Es gibt sogar Filme und Bücher darüber. Erst als ich 33 Jahre alt war, zog ich aus meinem Heimatort weg. Ich wohnte dann für vier Jahre in der Kreisstadt, nicht weit entfernt. Aber mit dieser Stadt verband mich wenig und ich fühlte mich schon noch meinem Herkunftsort verbunden. Nach den vier Jahren zog ich in eine kleine Gemeinde, die in meinen Heimatort eingemeindet wurde.
So konnte meine Tochter den Kindergarten und die Grundschule dort besuchen, wo auch ich damals weilte.

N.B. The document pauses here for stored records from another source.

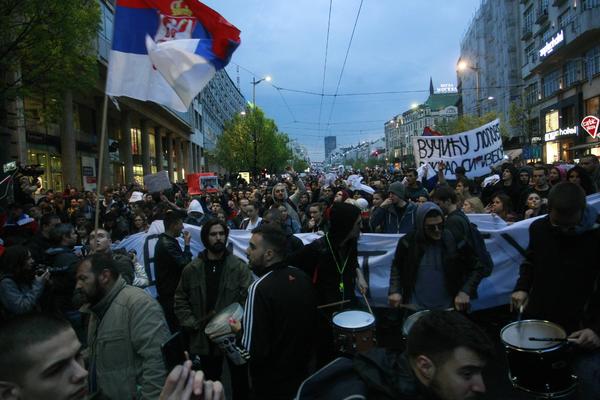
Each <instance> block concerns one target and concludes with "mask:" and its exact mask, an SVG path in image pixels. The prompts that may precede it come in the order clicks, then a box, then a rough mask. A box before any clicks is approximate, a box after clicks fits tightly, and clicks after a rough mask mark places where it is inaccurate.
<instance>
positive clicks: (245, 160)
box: [216, 107, 292, 172]
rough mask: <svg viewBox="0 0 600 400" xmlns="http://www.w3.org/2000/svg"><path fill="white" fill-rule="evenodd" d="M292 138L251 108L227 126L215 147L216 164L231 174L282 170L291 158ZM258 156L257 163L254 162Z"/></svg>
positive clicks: (257, 109) (270, 120)
mask: <svg viewBox="0 0 600 400" xmlns="http://www.w3.org/2000/svg"><path fill="white" fill-rule="evenodd" d="M288 142H289V138H288V136H287V135H286V134H284V133H281V132H279V130H278V129H277V125H275V122H274V121H273V120H272V119H268V118H265V115H264V113H263V111H262V110H261V109H260V108H258V107H249V108H247V109H246V112H245V115H240V114H237V115H235V116H234V117H233V118H232V119H231V120H229V121H227V122H226V123H225V128H224V130H223V134H222V135H220V136H219V138H218V140H217V147H216V158H217V162H218V163H219V164H220V165H221V166H223V167H224V168H225V169H227V170H229V171H230V172H234V171H254V170H263V169H267V170H269V171H271V172H276V171H281V170H283V169H284V167H285V166H286V165H287V163H288V160H290V159H291V158H292V154H291V151H290V150H289V149H288V147H287V144H288ZM255 156H256V160H255Z"/></svg>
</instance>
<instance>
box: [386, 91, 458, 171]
mask: <svg viewBox="0 0 600 400" xmlns="http://www.w3.org/2000/svg"><path fill="white" fill-rule="evenodd" d="M459 99H460V96H459V95H458V94H457V93H442V92H437V93H436V92H434V90H433V86H431V87H430V89H429V97H428V98H427V100H426V101H425V103H423V104H419V105H415V106H413V107H412V108H411V109H409V110H407V111H405V112H403V113H402V114H400V115H397V116H395V117H394V118H392V119H391V120H390V121H388V122H386V123H385V125H384V128H385V146H386V147H385V148H386V155H387V157H388V158H389V159H391V160H399V161H401V162H405V163H408V164H411V163H412V162H414V159H413V156H412V155H413V148H412V138H413V136H420V135H422V134H423V129H424V128H425V127H429V128H431V129H434V130H435V129H437V128H438V126H440V125H441V126H443V125H444V124H446V123H448V122H450V121H451V120H453V119H456V118H457V117H458V103H459Z"/></svg>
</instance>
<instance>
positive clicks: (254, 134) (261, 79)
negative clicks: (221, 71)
mask: <svg viewBox="0 0 600 400" xmlns="http://www.w3.org/2000/svg"><path fill="white" fill-rule="evenodd" d="M262 81H267V82H271V77H270V76H269V75H267V76H265V77H264V78H261V79H259V80H256V77H255V76H253V77H252V82H250V83H252V115H253V118H254V127H253V129H252V141H253V142H254V163H253V166H252V169H253V171H252V173H253V174H254V176H255V177H257V176H258V169H257V167H258V140H257V134H258V133H257V132H256V117H255V115H256V85H258V84H259V83H261V82H262Z"/></svg>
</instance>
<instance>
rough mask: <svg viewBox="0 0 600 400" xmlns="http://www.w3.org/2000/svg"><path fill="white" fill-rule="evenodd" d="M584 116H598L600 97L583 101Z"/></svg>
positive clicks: (587, 99)
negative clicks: (584, 105)
mask: <svg viewBox="0 0 600 400" xmlns="http://www.w3.org/2000/svg"><path fill="white" fill-rule="evenodd" d="M585 114H586V115H595V116H600V96H596V97H592V98H591V99H587V100H586V101H585Z"/></svg>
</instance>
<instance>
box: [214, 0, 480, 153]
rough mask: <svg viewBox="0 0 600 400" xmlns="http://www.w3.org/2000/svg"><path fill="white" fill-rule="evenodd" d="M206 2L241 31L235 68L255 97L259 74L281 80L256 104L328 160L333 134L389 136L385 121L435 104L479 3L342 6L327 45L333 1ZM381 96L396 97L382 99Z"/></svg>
mask: <svg viewBox="0 0 600 400" xmlns="http://www.w3.org/2000/svg"><path fill="white" fill-rule="evenodd" d="M204 2H205V3H206V4H207V5H209V6H210V7H212V8H214V9H215V10H217V11H218V12H219V13H221V14H222V15H223V16H224V17H225V18H226V19H228V20H229V21H230V22H231V23H232V24H234V25H235V26H237V27H238V28H239V29H240V30H241V31H242V34H241V38H242V44H241V46H240V47H239V48H238V50H237V51H236V52H235V53H234V55H233V58H232V62H231V64H230V65H229V66H228V67H227V71H228V73H229V75H230V76H231V78H232V79H233V81H234V82H237V79H238V76H239V80H240V88H241V91H242V93H243V94H244V96H245V97H246V99H248V100H251V99H252V84H251V83H250V82H251V81H252V77H253V76H256V78H257V79H260V78H262V77H264V76H266V75H270V76H272V78H273V79H272V81H271V83H267V82H262V83H260V84H259V85H257V86H256V103H257V104H258V105H259V106H260V107H261V108H263V109H264V110H265V112H266V114H267V116H268V117H269V118H272V119H274V120H275V122H276V124H277V126H278V127H279V129H280V130H281V131H283V132H286V133H287V134H288V135H289V136H290V137H292V138H295V139H298V140H299V141H300V142H301V143H302V144H304V145H305V146H306V147H307V148H308V150H309V155H310V157H311V159H312V160H314V161H321V160H322V159H323V156H324V144H323V137H324V136H328V135H334V136H337V142H338V145H340V144H342V145H349V144H355V143H358V142H360V141H363V140H371V139H377V138H379V137H383V124H384V122H385V121H387V120H389V119H390V118H392V117H393V116H394V115H397V114H399V113H402V112H403V111H406V110H407V109H408V108H409V107H410V105H411V104H413V103H421V102H423V101H425V100H426V98H427V95H428V90H429V77H430V76H431V77H432V78H433V83H434V86H435V87H438V86H439V85H440V84H442V83H454V84H455V83H456V72H455V69H456V67H455V65H456V61H457V59H458V55H459V43H460V40H461V38H462V36H463V34H464V32H465V30H466V28H467V27H468V25H469V23H470V21H471V19H472V17H473V15H474V13H475V11H476V9H477V6H478V5H479V2H480V0H421V1H418V0H417V1H408V0H362V1H361V0H333V1H332V7H331V22H330V25H329V44H328V46H326V40H327V30H328V19H329V7H330V1H327V0H227V1H222V0H221V1H218V0H205V1H204ZM361 3H362V7H361ZM359 9H360V14H358V13H359ZM357 14H358V20H357ZM355 22H356V25H355ZM353 30H354V36H353V38H352V43H351V45H350V48H349V51H348V47H349V43H350V38H351V36H352V32H353ZM326 47H327V63H326V66H325V52H326ZM344 60H346V63H345V67H344V69H343V72H342V67H343V65H344ZM238 66H239V74H238ZM324 67H325V68H324ZM324 71H325V73H324ZM323 76H324V77H325V84H324V86H323ZM340 76H341V77H340ZM338 83H339V86H338ZM277 88H279V89H277ZM292 90H293V91H292ZM295 91H304V92H312V93H313V94H307V93H298V92H295ZM381 92H396V93H391V94H373V93H381ZM398 92H400V93H398ZM321 93H324V94H325V95H324V96H321V95H320V94H321ZM336 93H337V96H333V95H334V94H336ZM365 93H371V94H367V95H363V94H365ZM348 94H352V95H348Z"/></svg>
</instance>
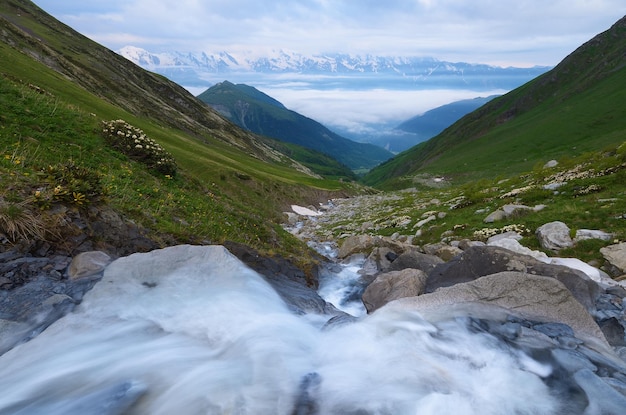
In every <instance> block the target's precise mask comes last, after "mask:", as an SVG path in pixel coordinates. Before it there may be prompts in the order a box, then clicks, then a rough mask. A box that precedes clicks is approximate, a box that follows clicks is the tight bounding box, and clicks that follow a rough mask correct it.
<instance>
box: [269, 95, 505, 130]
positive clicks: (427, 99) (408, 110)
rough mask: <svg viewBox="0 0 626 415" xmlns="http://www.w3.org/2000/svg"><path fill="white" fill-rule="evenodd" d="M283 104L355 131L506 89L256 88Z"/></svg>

Während ich nun in dem kleinen Ortsteil wohnte, mauserte sich die gesamte Gemeinde und wurde ein kleines Schmuckstück. Inzwischen ist auch ein großes Outlet-Center dort angesiedelt und spielt gute Gewerbesteuern ein.
Inzwischen lebe ich seit fünf Jahren in meiner jetzigen Wohnort in der inzwischen ehemaligen Kreisstadt. Es geht mir dort sehr gut und ich habe auch Bekanntschaften. Im Herzen aber werde ich stets Einwohnerin meines Herkunftsortes sein. Es sind so viele und schöne Erinnerungen mit ihm verbunden, die ich nicht missen wollte und an die ich gerne zurück denke.